J’avais commencé à écrire dessiner ce livre — qui est quelque part entre la bande dessinée et le livre pour enfants — en janvier ou février. Au début je faisais surtout des esquisses, j’assemblais des idées, des gags. Mais comment tout cela allait-il s’assembler ? Est-ce que l’ensemble tiendrait debout ?
Et puis, il y a un peu plus d’un mois, j’ai commencé à y voir plus clair. Ou plutôt, j’ai enfin obtenu quelque chose qui me satisfait vraiment. À partir de là, j’ai travaillé à fond, complétant environ 80 % d’une trentaine de pages. J’ai maintenant l’impression d’être à mi‑chemin. Il reste beaucoup à faire mais je sens que je suis sur des rails, plutot qu’au milieu d’un sentier mal tracé.
Au jardin, les tomates poussent bien, mais les concombres se font zigouiller par des petites bêtes. Les plants d’aubergines, eux, ont littéralement fondu — sous la pluie — et j’ai dû les refaire, ainsi que les piments.
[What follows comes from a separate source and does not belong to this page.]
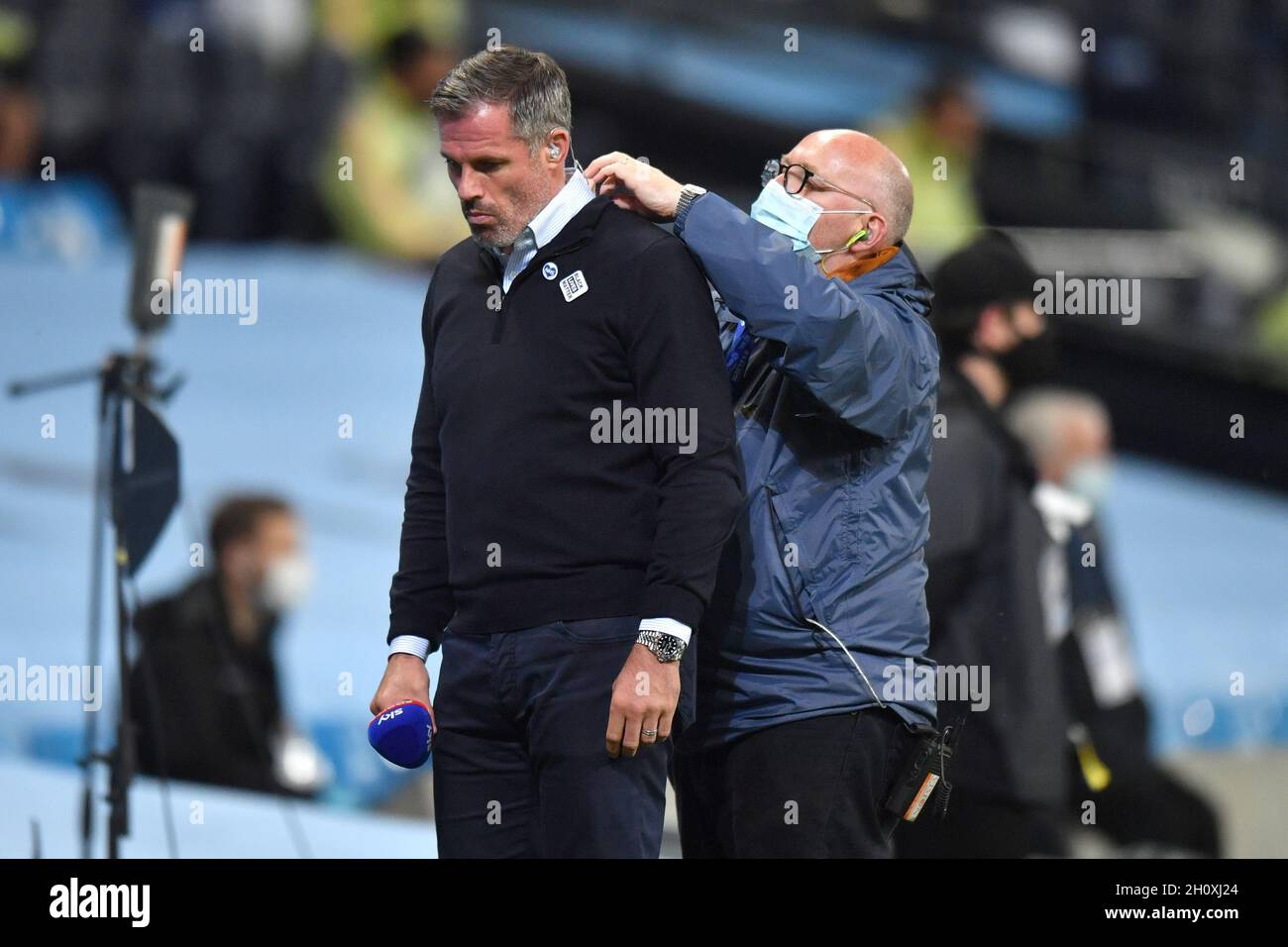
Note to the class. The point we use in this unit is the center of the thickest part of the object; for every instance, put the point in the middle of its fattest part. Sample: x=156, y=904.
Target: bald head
x=1060, y=428
x=863, y=166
Comme d’habitude, rien ne se passe jamais exactement comme on voudrait.
J’ai suivi également les actualités : les émeutes, les destructions et les attaques un peu partout en France après la victoire du PSG. Je me demande comment tout cela va finir, sachant que chaque fois, tout semble aller crescendo, les émeutes étant plus violentes et ayant lieu à travers des territoires plus étendus. Un peu comme des métastases.
Je me dis que ces événements ne doivent pas être vus comme des incidents isolés, mais comme une tendance, un mouvement profond qui tourne sur des cycles de vingt à vingt‑cinq ans.
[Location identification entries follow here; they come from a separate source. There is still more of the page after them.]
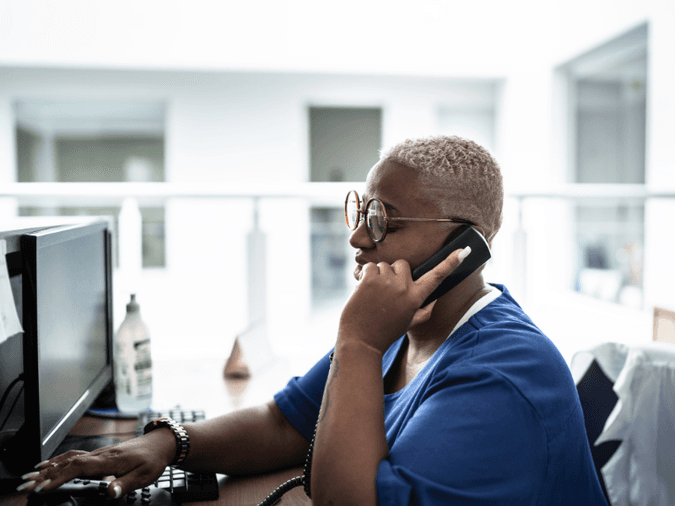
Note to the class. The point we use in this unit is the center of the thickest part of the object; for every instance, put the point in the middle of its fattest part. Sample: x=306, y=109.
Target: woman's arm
x=253, y=440
x=350, y=440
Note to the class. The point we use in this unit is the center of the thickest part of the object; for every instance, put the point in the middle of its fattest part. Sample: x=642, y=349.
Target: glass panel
x=330, y=255
x=610, y=252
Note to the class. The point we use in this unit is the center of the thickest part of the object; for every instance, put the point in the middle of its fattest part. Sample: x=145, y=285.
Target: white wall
x=254, y=124
x=224, y=127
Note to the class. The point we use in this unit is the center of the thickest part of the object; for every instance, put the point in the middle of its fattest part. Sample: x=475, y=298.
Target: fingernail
x=24, y=486
x=41, y=486
x=464, y=253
Un nouveau projet: les illustrations que j’avais réalisées pour la ville de Tatsuno continuent de tourner et depuis la semaine dernière, elles sont exposées dans une pâtisserie de Tatsuno.
Il y a peu, j’avais dessiné un dessert, un parfait, en comparant chacune de ses couches de glace aux différentes phases de la vie. « La vie comme un dessert »
J’en ai fait un cahier que je vends en ligne.
La pâtisserie a proposé d’en faire un vrai dessert — absolument délicieux. Pendant l’exposition, nous organiserons deux journées avec un talk‑show où je parlerai du dessin, de la vie comme d’un dessert, et à la fin, tout le monde pourra en déguster la version réelle.
J’ai aussi donné une présentation de deux heures la semaine dernière pour une association culturelle à Himeji. J’y ai parlé de ma vie, et de la manière dont, à plusieurs reprises, tout en travaillant ou en étudiant, je me suis lancé en autodidacte dans l’étude de nouvelles disciplines : le japonais, le business et les finances, ou encore les systèmes d’exploitation Linux — sans parler des trois bandes dessinées que j’ai réalisées en parallèle de mon travail. Chaque fois, cela m’a permis de changer de direction: venir vivre au Japon, trouver un excellent poste chez Microsoft, devenir CEO d’une entreprise locale, et finalement transformer ma vie et devenir Wakame Tamago.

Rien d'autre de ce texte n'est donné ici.